CATENAA, Sunday, November 16, 2025- Researchers have broken the symmetry barrier of light, generating both even and odd terahertz harmonics with exotic quantum materials, a development that could advance wireless communication and quantum technologies.
The team, led by Professor Miriam Serena Vitiello, used topological insulators, materials that conduct along their surfaces but act as insulators internally, combined with nanostructures called split ring resonators to amplify incoming light.
This allowed them to produce high-order harmonic generation (HHG) across previously inaccessible terahertz (THz) frequencies. Their results appear in Light: Science and Applications.

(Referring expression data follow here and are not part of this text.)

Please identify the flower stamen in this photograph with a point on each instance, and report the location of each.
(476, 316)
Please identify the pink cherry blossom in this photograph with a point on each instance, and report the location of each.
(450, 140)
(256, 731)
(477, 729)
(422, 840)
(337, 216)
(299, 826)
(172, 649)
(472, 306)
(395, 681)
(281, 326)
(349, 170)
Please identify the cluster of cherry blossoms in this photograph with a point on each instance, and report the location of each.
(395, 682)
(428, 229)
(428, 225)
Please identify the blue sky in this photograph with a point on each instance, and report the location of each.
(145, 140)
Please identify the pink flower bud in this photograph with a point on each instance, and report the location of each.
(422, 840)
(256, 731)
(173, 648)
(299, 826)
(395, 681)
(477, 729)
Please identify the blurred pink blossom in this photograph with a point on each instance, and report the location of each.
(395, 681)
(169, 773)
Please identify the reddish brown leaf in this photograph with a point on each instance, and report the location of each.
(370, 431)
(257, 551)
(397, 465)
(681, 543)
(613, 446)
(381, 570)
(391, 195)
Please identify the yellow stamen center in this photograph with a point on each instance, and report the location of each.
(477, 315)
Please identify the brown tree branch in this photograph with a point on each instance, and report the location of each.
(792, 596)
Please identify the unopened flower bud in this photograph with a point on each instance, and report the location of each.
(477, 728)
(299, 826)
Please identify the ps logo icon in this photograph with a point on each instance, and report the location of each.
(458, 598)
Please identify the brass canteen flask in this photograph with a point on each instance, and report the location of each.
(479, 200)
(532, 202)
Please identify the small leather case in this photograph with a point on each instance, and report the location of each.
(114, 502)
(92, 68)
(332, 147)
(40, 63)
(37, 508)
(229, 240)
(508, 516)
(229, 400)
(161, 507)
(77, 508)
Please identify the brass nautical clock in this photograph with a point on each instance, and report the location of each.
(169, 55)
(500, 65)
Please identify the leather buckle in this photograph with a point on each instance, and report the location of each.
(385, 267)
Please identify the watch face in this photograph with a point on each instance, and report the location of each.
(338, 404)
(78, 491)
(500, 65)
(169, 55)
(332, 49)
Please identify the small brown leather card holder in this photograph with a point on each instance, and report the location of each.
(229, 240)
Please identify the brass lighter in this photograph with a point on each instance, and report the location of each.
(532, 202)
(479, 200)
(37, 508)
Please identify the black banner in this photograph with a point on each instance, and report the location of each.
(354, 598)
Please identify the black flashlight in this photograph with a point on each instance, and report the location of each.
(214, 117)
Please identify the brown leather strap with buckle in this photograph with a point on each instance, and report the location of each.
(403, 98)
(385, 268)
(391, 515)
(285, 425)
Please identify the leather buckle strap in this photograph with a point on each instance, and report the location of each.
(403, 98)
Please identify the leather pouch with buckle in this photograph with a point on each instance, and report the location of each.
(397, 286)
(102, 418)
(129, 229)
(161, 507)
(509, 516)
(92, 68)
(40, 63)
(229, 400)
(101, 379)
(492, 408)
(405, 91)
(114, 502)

Traditional materials like graphene are limited to producing odd harmonics, leaving gaps in the electromagnetic spectrum. The researchers demonstrated frequency up-conversion from 6.4 THz (even) to 9.7 THz (odd), showing that both the symmetrical bulk and asymmetrical surfaces of topological insulators contribute to light generation.
This provides a practical demonstration of the interplay between material symmetry and light behavior at the nanoscale.
The findings pave the way for compact, tunable terahertz sources, ultrafast sensors, and advanced optoelectronic devices. By controlling harmonic generation in quantum materials, engineers could create smaller, more efficient devices for high-speed wireless communication, medical imaging, and quantum computing.
This breakthrough confirms long-standing theoretical predictions and highlights the potential of quantum materials to manipulate light in ways previously thought impossible, moving the field closer to real-world applications.